A "money bomb" effort launched online last Thursday to raise $999,000 for Cain's "Iowa Fund," she noted, has brought in close to $700,000 with two days to go before the deadline.

"There are countless people who would like to see him not leading in the polls," Lockwood said. "I think Iowans are seeing through this as some kind of game playing by someone who stands to benefit by hurting Herman Cain."

Some top Republicans, however, given the drumbeat of allegations, have begun questioning not just Cain's behavior, but his response to the crisis. After Bialek's press conference Monday, Bob Vander Plaats, head of the Christian conservative Iowa Family Leader organization, told the Des Moines Register that Cain needs to address the accusations forthrightly or "a cloud of doubt will envelop his candidacy."

Cain has also faced pressure from former Bush strategist Karl Rove, who has used his perch at Fox News to repeatedly urge Cain to address the harassment accusations.

"Saying, 'I'm not going to talk about this,' is not going to make it go away," Rove said Monday.

And at least two of his fellow candidates have played off the allegations. Minnesota Rep. Michele Bachmann last week in a meeting with Baptists in Iowa said that this year Republicans "can't have any surprises with our candidates." Former Utah Gov. Jon Huntsman, on NBC's Meet the Press

Sunday urged Cain to "get the information out and get it out in total."

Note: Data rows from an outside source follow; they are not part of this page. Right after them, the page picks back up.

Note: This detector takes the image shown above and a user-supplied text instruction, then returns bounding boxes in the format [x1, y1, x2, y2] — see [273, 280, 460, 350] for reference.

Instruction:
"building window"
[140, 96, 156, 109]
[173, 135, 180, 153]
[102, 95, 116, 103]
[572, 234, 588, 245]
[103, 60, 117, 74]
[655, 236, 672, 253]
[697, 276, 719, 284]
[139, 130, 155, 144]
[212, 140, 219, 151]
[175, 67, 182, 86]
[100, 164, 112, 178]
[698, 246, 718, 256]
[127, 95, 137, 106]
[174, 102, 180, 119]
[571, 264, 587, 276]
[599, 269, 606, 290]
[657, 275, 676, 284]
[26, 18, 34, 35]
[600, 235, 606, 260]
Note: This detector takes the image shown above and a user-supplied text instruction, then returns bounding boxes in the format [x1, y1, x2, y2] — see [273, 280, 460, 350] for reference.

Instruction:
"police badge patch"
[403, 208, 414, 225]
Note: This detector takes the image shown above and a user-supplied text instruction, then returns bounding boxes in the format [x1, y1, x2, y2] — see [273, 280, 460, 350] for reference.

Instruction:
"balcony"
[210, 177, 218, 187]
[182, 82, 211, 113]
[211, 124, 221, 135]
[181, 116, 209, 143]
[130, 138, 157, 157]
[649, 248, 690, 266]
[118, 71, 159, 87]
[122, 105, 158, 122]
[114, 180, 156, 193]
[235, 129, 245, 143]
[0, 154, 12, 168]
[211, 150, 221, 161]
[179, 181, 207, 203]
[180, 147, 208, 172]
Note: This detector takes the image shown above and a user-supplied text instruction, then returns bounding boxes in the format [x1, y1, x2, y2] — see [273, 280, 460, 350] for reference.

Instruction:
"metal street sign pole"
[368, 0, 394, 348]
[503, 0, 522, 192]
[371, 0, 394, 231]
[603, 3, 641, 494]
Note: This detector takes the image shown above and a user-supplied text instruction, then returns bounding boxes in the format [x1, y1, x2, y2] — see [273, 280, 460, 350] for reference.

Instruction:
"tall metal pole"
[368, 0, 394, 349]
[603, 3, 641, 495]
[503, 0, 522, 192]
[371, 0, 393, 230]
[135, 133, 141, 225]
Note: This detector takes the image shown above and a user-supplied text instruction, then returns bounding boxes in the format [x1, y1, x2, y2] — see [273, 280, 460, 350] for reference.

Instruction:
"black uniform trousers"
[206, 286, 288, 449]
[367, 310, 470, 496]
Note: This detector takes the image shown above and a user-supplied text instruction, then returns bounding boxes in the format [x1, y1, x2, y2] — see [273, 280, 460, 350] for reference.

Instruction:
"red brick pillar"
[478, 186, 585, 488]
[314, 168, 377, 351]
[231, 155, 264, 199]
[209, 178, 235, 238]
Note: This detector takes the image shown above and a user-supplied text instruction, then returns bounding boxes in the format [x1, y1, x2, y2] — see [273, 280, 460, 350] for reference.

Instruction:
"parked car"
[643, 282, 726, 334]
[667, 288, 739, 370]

A Gallup poll released Monday showed Cain and former Massachusetts Gov. Mitt Romney tied in a national Republican presidential preference poll at 21 percent each. Gallup conducted the poll last week, starting a few days after news broke that the two women had received harassment settlements after accusing Cain of harassment.

Cain has also made enormous gains in name recognition, climing from 21 percent in April, according to Gallup, to more than 78 percent by mid-October.

His name recognition has, no doubt, increased over the past week but not in the way the campaign had imagined.

For some, like former Arkansas Gov. Mike Huckabee, an unsuccessful GOP presidential candidate in 2008, the unfolding controversy is much ado about nothing.

On his Saturday talk show, on Fox, Huckabee equated the sexual harassments allegations against Cain with his own experience being called "sweetie" by cashiers at a Popeye's fried chicken restaurant.

Several people interviewed in Iowa who have been around the candidate there say that Cain is known for his friendliness and extreme flirtatiousness with women - from waitresses to campaign volunteers. Most have never seen him cross the line.

But just last week conservative Iowa radio host Steve Deace said that Cain made "inappropriate and awkward" comments to two of the host's female staffers.

And the comments did not involve the candidate calling the women "sweetie."

Cain, so far, says Yepsen, the former Register columnist, "has shown a lot more durability than I thought he would."

"But were in the middle of this hurricane," he said. It's too early to say definitively how this will affect him."

It's also unclear how the fact that public allegations are being made by a white woman against a black presidential candidate will play with the electorate.

"We're in uncharted waters here," Yepsen says.

For now, the denials and blame-the-media strategy may have helped Cain sustain some hits, he says, adding: "But how many more of these are out there, how much longer does this story go on?"